A Amnistia Internacional (AI) não esconde “bastante preocupação” com a proposta de extinção da Comissão Nacional para os Direitos Humanos e Cidadania (CNDHC). Ao Expresso das Ilhas, o director executivo da AI Portugal, Pedro Neto, afirma discordar da ideia da sobreposição de missões entre Comissão e Provedor de Justiça, estrutura que o governo quer que passe a monitorizar a situação de direitos humanos no arquipélago.
“Não verificamos essa sobreposição. A missão da provedoria é uma, o acompanhamento da justiça numa lógica muito mais processual, mais jurídica, que os cidadãos tenham acesso à justiça. É para isso que servem as provedorias de justiça por todo o mundo, acompanhar mais os órgãos da administração da justiça, que pertencem ao Estado. A CNDHC é para uma presença mais efectiva, porque há muitos direitos humanos que podem até nem ser questão jurídica ou questão de tribunal, por assim dizer”, explica.
O responsável da AI admite risco de “retrocesso” com o fim de uma instituição “tão presente no terreno.

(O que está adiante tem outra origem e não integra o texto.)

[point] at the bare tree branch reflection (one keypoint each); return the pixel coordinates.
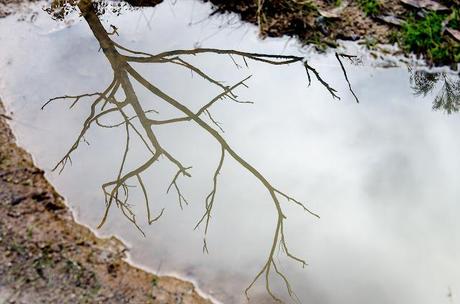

“Em Portugal, não temos este órgão tão perto dos cidadãos. Em Cabo Verde têm-no. Não é à toa que, por vezes, o índice de qualidade da democracia em Cabo Verde é superior ao de Portugal e não é à toa que faço esta comparação. A CNDHC traz mais-valias significativas aos direitos humanos em Cabo Verde”, destaca.
Pedro Neto relembra a persistência de desafios de direitos humanos em Cabo Verde, nomeadamente no plano da habitação e pobreza, mas também relacionados com alterações climáticas e liberdade de expressão, que “tem contornos muito especiais”, pelas características do país.
“Preocupa-me muito este caminho que parece poder dar aso a um retrocesso. Uma coisa que trabalhava bem e que estamos aqui a mudar para outra natureza orgânica do trabalho”, assinala.
Se a reorganização institucional avançar, então a AI espera que “não haja diminuição do espaço da defesa dos direitos humanos”. Para isso, será fundamental uma provedoria “bem financiada”, “bem estruturada” e independente.
“Juntar dois órgãos com missões diferentes pode não trazer poupanças. Pode é trazer mais confusão, mais escassez de recursos e pode desproteger os direitos humanos”, sinaliza o director executivo da organização em Portugal.
Aquilo de que necessitamos em todo mundo é de fortalecer os direitos humanos, num tempo em que estão a ser postos em causa por tantos governos”, alerta.
*com Fretson Rocha
Texto originalmente publicado na edição impressa do Expresso das Ilhas nº 1077 de 20 de Julho de 2022.